The funding includes €16.2 million for restoration of damaged roads, €19.6 million for repair of existing coastal protection infrastructure, €7 million for piers and harbours that have been damaged and €6 million for tourism infrastructure, he said.

“A further €12 million has been allocated to other local authority and community infrastructure, in addition to €10 million for other transport and OPW infrastructure,” he added.

It is in addition to €25 million in funding already announced. “There’s €25 million to deal with the level of distress,” Minister for Public Expenditure Brendan Howlin said this morning on his way into the Cabinet meeting.

Reports over the weekend have indicated that the total bill for the recent flood damage could reach at least €100 million.

“I have decided today to allocate from that half a million euro to the Red Cross and a further half a million to the St Vincent de Paul society so that they can have as many vehicles as possible to give relief to people who need cash for humanitarian needs,” said Mr Howlin.

Cork city centre suffered severe flood damage last week, while 10m waves crashed over houses in Glandore in west Cork. Houses and businesses in Youghal, Carriagaline, Clonakilty, Skibbereen and Bantry were also flooded by a combination of high tides, strong southeasterly winds and heavy rains.

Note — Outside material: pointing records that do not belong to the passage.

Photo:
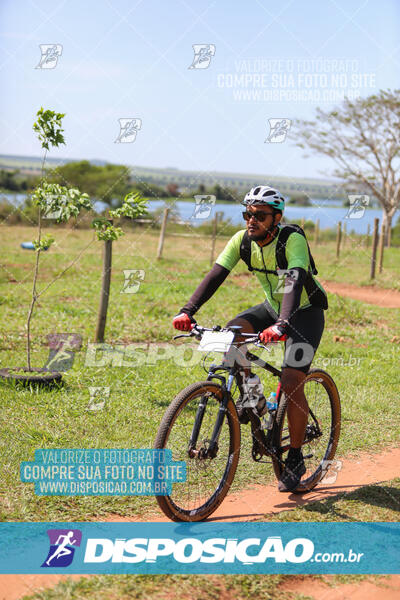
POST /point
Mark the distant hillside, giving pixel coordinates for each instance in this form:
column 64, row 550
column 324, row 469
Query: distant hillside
column 190, row 180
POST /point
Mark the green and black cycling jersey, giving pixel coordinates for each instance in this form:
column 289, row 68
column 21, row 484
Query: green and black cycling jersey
column 285, row 294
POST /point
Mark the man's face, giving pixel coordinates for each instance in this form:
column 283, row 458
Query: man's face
column 257, row 227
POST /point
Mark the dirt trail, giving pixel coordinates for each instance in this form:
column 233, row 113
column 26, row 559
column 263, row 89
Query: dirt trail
column 254, row 504
column 386, row 589
column 369, row 294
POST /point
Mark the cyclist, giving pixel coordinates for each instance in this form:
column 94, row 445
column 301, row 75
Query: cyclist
column 292, row 311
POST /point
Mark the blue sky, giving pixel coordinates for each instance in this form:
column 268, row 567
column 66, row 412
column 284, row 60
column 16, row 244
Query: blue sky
column 124, row 59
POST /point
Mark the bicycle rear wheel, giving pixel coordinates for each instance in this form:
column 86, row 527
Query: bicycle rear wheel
column 207, row 479
column 322, row 432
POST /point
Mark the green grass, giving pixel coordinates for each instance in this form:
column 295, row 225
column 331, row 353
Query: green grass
column 192, row 587
column 374, row 503
column 368, row 383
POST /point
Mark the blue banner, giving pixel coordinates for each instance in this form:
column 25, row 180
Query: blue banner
column 246, row 548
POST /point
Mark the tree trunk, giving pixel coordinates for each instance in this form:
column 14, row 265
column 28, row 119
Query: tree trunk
column 387, row 223
column 34, row 296
column 105, row 292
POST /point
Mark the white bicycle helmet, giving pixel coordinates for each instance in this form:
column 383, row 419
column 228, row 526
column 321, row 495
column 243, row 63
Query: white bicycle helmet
column 263, row 194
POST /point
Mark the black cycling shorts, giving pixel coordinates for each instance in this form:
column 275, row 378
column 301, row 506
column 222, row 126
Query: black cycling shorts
column 304, row 333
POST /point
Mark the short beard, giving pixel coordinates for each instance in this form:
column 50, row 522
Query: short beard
column 259, row 237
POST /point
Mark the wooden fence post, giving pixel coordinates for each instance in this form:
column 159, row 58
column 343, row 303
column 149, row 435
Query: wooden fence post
column 317, row 232
column 389, row 237
column 213, row 237
column 381, row 246
column 105, row 292
column 338, row 239
column 375, row 236
column 162, row 233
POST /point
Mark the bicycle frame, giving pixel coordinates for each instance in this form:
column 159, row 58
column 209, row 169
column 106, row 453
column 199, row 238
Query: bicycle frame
column 262, row 444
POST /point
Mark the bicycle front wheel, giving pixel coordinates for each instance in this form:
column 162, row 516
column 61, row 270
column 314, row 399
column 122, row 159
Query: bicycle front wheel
column 322, row 431
column 207, row 479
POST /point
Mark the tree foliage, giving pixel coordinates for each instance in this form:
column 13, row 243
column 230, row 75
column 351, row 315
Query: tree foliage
column 106, row 183
column 363, row 138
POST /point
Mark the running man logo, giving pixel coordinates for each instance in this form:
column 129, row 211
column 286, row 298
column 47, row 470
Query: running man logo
column 63, row 543
column 128, row 129
column 203, row 54
column 50, row 55
column 357, row 206
column 278, row 129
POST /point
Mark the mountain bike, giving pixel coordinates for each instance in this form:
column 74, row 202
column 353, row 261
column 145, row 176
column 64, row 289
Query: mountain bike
column 201, row 426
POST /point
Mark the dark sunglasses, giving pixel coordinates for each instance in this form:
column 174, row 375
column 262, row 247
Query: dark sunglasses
column 259, row 215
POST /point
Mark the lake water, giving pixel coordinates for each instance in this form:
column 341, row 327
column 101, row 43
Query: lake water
column 321, row 209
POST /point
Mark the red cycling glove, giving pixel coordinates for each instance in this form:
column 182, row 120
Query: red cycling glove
column 183, row 322
column 272, row 334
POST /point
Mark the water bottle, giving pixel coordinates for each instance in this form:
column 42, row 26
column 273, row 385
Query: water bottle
column 272, row 405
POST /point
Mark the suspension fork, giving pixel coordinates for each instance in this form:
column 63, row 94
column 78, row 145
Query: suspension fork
column 212, row 449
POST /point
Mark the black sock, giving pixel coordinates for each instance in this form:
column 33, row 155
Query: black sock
column 294, row 452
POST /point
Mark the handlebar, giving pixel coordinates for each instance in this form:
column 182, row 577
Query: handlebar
column 197, row 332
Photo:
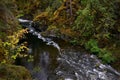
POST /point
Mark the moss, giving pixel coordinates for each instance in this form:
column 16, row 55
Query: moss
column 12, row 72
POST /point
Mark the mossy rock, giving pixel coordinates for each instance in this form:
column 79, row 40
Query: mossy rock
column 12, row 72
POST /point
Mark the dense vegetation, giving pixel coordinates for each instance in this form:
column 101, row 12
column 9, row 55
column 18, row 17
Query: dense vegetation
column 92, row 24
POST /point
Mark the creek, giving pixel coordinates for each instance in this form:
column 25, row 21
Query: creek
column 55, row 59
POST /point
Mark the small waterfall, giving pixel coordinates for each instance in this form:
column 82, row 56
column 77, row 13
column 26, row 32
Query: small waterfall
column 72, row 63
column 28, row 24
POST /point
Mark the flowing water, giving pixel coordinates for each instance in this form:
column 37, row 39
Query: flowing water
column 54, row 59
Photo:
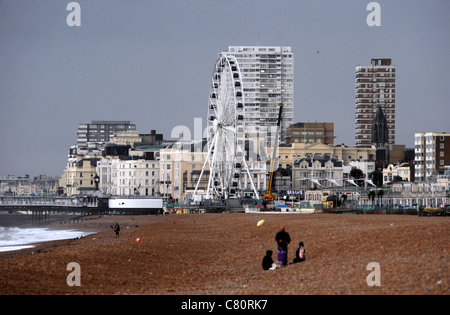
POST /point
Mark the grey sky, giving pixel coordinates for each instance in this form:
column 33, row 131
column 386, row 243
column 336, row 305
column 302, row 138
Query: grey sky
column 150, row 62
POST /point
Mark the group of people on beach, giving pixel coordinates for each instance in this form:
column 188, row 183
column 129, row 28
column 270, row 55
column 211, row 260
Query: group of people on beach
column 283, row 239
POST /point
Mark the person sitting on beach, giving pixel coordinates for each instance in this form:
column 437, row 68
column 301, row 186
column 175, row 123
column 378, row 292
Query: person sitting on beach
column 283, row 239
column 300, row 253
column 267, row 260
column 117, row 229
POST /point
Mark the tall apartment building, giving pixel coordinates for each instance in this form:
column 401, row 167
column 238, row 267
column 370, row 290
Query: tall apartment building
column 432, row 152
column 375, row 87
column 318, row 132
column 101, row 131
column 268, row 80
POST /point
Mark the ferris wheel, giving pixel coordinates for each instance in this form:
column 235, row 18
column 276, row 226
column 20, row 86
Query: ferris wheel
column 226, row 159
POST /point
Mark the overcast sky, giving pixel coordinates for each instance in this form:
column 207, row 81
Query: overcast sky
column 151, row 61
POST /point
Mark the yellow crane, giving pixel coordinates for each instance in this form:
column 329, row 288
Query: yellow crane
column 268, row 196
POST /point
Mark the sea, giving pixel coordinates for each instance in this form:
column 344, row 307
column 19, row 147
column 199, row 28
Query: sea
column 20, row 232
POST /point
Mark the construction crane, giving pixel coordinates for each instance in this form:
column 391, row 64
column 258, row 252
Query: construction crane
column 268, row 197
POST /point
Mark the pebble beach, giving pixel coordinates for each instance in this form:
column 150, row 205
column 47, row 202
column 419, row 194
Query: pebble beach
column 221, row 254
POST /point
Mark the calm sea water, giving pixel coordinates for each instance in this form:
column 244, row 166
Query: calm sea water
column 17, row 232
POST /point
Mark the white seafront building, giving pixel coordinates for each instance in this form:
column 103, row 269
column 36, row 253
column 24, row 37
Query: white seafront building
column 268, row 80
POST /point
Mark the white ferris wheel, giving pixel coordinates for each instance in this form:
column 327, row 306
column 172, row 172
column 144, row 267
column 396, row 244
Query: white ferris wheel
column 226, row 158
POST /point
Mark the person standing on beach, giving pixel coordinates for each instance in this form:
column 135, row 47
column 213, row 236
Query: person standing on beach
column 117, row 229
column 283, row 239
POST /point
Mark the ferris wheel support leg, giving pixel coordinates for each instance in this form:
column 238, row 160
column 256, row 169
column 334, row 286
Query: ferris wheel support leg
column 203, row 168
column 251, row 179
column 211, row 165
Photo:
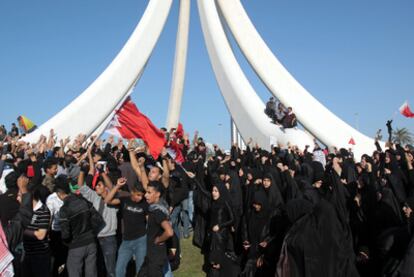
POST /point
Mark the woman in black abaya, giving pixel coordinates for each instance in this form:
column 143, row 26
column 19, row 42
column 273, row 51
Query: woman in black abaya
column 220, row 253
column 221, row 221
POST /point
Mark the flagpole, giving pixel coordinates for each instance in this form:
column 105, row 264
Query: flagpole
column 99, row 131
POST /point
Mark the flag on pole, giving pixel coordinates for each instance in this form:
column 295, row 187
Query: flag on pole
column 406, row 111
column 129, row 123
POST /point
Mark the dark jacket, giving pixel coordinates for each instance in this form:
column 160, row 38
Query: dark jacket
column 75, row 222
column 15, row 227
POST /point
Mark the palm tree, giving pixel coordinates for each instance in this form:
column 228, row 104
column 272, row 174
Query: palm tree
column 403, row 136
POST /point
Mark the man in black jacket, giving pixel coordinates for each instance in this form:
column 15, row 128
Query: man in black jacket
column 77, row 231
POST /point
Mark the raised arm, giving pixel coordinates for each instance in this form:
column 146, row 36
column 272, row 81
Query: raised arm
column 138, row 167
column 165, row 179
column 110, row 197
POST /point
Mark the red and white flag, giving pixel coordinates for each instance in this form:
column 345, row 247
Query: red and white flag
column 406, row 111
column 130, row 123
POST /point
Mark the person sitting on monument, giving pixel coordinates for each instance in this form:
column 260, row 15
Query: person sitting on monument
column 280, row 113
column 289, row 120
column 270, row 110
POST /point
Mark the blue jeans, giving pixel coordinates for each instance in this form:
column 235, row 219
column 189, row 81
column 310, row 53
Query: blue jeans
column 128, row 248
column 190, row 205
column 109, row 246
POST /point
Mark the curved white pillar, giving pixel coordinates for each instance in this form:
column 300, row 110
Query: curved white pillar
column 314, row 116
column 177, row 85
column 245, row 107
column 90, row 109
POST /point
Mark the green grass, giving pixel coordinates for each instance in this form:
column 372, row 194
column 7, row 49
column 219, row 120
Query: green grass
column 191, row 260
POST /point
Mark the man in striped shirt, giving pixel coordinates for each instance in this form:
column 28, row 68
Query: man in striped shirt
column 35, row 241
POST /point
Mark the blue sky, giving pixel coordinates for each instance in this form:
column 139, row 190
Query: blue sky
column 356, row 57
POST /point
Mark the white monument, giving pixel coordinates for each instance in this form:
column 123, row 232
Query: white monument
column 244, row 105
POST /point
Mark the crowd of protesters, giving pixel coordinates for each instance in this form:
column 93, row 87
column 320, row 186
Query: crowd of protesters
column 89, row 207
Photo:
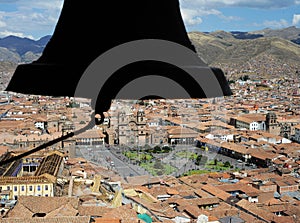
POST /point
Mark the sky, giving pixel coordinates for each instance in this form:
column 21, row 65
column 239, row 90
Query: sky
column 37, row 18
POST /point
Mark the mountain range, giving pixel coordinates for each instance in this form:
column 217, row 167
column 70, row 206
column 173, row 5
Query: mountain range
column 219, row 48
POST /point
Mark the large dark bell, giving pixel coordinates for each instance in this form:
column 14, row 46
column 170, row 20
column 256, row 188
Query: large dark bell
column 86, row 29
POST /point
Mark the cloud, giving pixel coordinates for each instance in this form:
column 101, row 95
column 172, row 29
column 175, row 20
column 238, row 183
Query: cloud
column 275, row 24
column 30, row 17
column 191, row 17
column 296, row 19
column 266, row 4
column 8, row 33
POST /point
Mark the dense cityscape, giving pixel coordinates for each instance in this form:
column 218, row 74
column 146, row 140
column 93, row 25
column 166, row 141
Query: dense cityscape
column 230, row 159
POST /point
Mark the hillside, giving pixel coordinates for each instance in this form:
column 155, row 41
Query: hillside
column 259, row 56
column 265, row 52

Brian Kenny, national director of fire and emergency management, said on Saturday that slow-moving rivers, including the Shannon, Barrow, Nore and Blackwater, were already swollen and at serious risk of overflowing. Mr Kenny said that people swimming in flooded waters, which can contain sewage, did so “with a lot of risk.”

“Flood water by its very nature carries a lot of bacteria,” he said.

Met Éireann issued a Status Orange national weather warning this morning with snow forecast in several parts of the country including the midlands, north and west.